Comincia a bere qualche bicchiere in compagnia, a scambiare due chiacchiere in una nuvola di umanità di ogni tipo. Morale della favola: a fine serata stacca l’assegno e compra Cantine Isola. Rientra a casa e catapulta la nostra famiglia in una nuova avventura come un vero fulmine a ciel sereno. Io avevo vent’anni e volevo fare il commercialista. Immaginavo quel luogo in via Sarpi come un ambiente per vecchi e avvinazzati, lavoratori depressi e stanchi in cerca di un sorso che ponesse tregua alla loro fatica quotidiana».

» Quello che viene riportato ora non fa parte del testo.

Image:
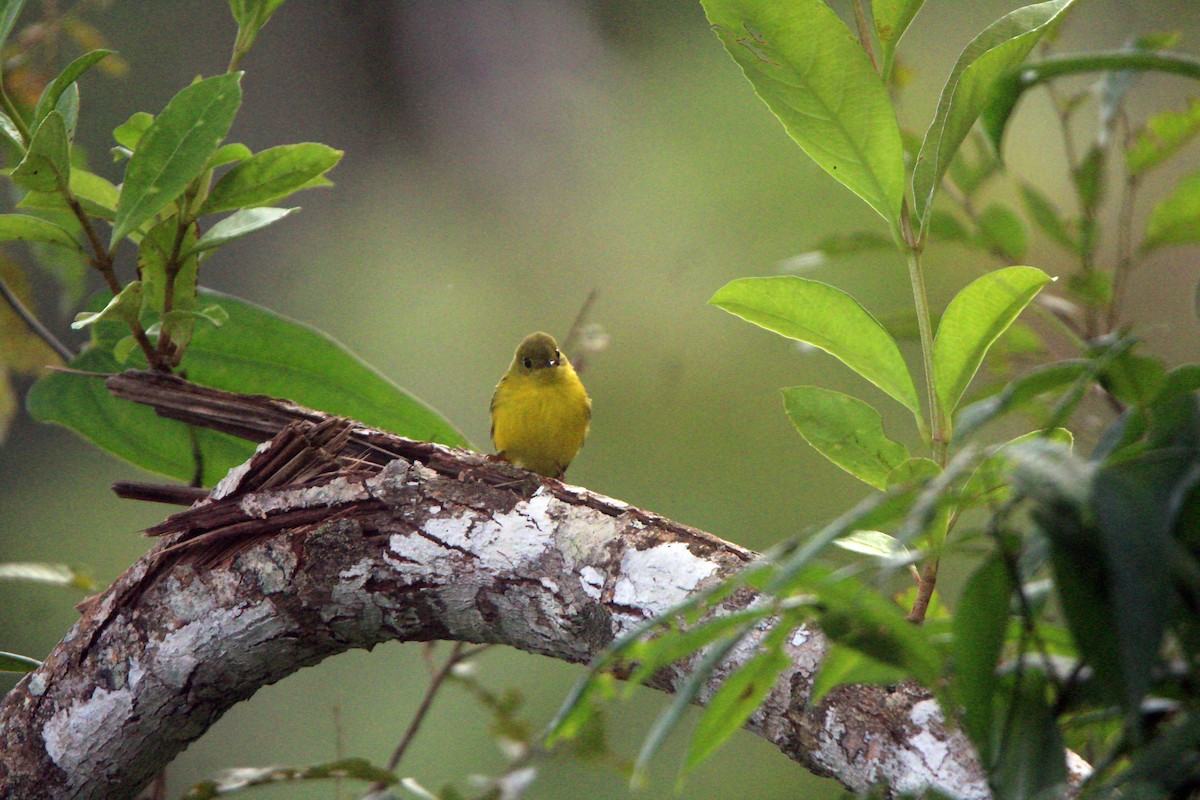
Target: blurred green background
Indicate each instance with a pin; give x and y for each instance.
(502, 161)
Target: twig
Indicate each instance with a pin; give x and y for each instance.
(457, 655)
(864, 32)
(35, 324)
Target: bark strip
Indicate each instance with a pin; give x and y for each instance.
(373, 537)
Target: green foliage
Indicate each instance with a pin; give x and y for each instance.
(846, 431)
(255, 352)
(967, 91)
(245, 777)
(47, 163)
(827, 318)
(808, 67)
(973, 320)
(175, 149)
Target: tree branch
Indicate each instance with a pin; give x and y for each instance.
(339, 536)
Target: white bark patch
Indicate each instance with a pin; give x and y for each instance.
(592, 582)
(72, 732)
(502, 542)
(927, 761)
(659, 577)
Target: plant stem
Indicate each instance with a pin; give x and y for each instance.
(921, 302)
(102, 260)
(864, 32)
(937, 434)
(925, 585)
(35, 324)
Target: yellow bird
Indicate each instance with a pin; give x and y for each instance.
(540, 410)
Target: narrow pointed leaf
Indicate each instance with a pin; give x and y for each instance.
(1163, 136)
(1175, 220)
(999, 48)
(1013, 84)
(814, 76)
(55, 575)
(175, 149)
(827, 318)
(738, 697)
(255, 352)
(19, 227)
(129, 133)
(237, 226)
(47, 164)
(271, 175)
(976, 317)
(846, 431)
(124, 307)
(52, 94)
(892, 19)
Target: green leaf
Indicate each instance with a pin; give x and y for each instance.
(256, 352)
(971, 323)
(9, 12)
(228, 154)
(155, 258)
(237, 226)
(1008, 88)
(251, 16)
(989, 481)
(1176, 217)
(55, 575)
(69, 107)
(1047, 217)
(175, 149)
(843, 665)
(856, 617)
(10, 131)
(1019, 394)
(892, 19)
(827, 318)
(19, 227)
(244, 777)
(683, 698)
(52, 94)
(1163, 136)
(1002, 232)
(1000, 47)
(95, 194)
(916, 471)
(13, 662)
(979, 625)
(129, 133)
(124, 307)
(877, 545)
(846, 431)
(738, 697)
(270, 175)
(815, 77)
(47, 164)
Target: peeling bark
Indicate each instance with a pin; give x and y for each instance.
(371, 539)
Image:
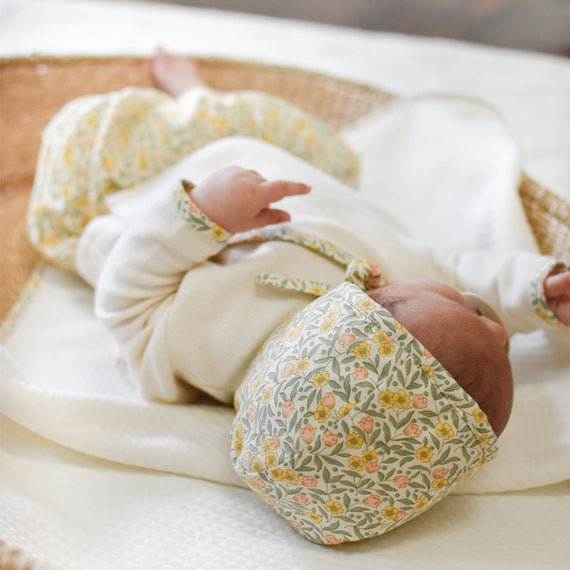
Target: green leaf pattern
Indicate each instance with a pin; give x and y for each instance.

Poi, però, in quell’antro del vino Luca ci entra davvero. «E non ne uscirò mai più – sorride – La Milly mi prende sotto la sua protezione, non mi lasciava un attimo: voleva insegnarmi tutto, voleva che imparassi e interiorizzassi la loro passione e la loro filosofia. Voleva che la tradizione e l’identità di Cantine Isola non andasse perduta. Era un luogo dove si beveva normalmente il classico vinello, il Frascatello. C’erano anche bottiglie importanti, ma quelle difficilmente qualcuno le chiedeva. La regola era comunque la mescita: si beveva solo al bicchiere. E piano piano la Milly aveva da anni cominciato a proporre ai suoi clienti calici più importanti, almeno nel weekend o nelle occasioni importanti. Era il modo per far capire al popolo che c’era anche dell’altro oltre al vinello e che se lo potevano permettere e soprattutto godere anche loro. È diventata anche la mia mission. Ancora oggi».
E di bottiglie a Cantina se ne aprono una media di 170 al giorno, sette giorni su sette. Soprattutto Nebbiolo e Barbera, Chianti Classico “di nuova generazione” e bianchi freschi e acidi. «Etichette che purtroppo ancora difficilmente riesco a trovare in Italia – sorride Luca – e che dobbiamo andare a cercare soprattutto in Francia, Spagna e Portogallo. Ma devo dire – ed è la nostra speranza – che i produttori italiani stanno crescendo dando vita a vini più contemporanei. Noi restiamo sintonizzati…!».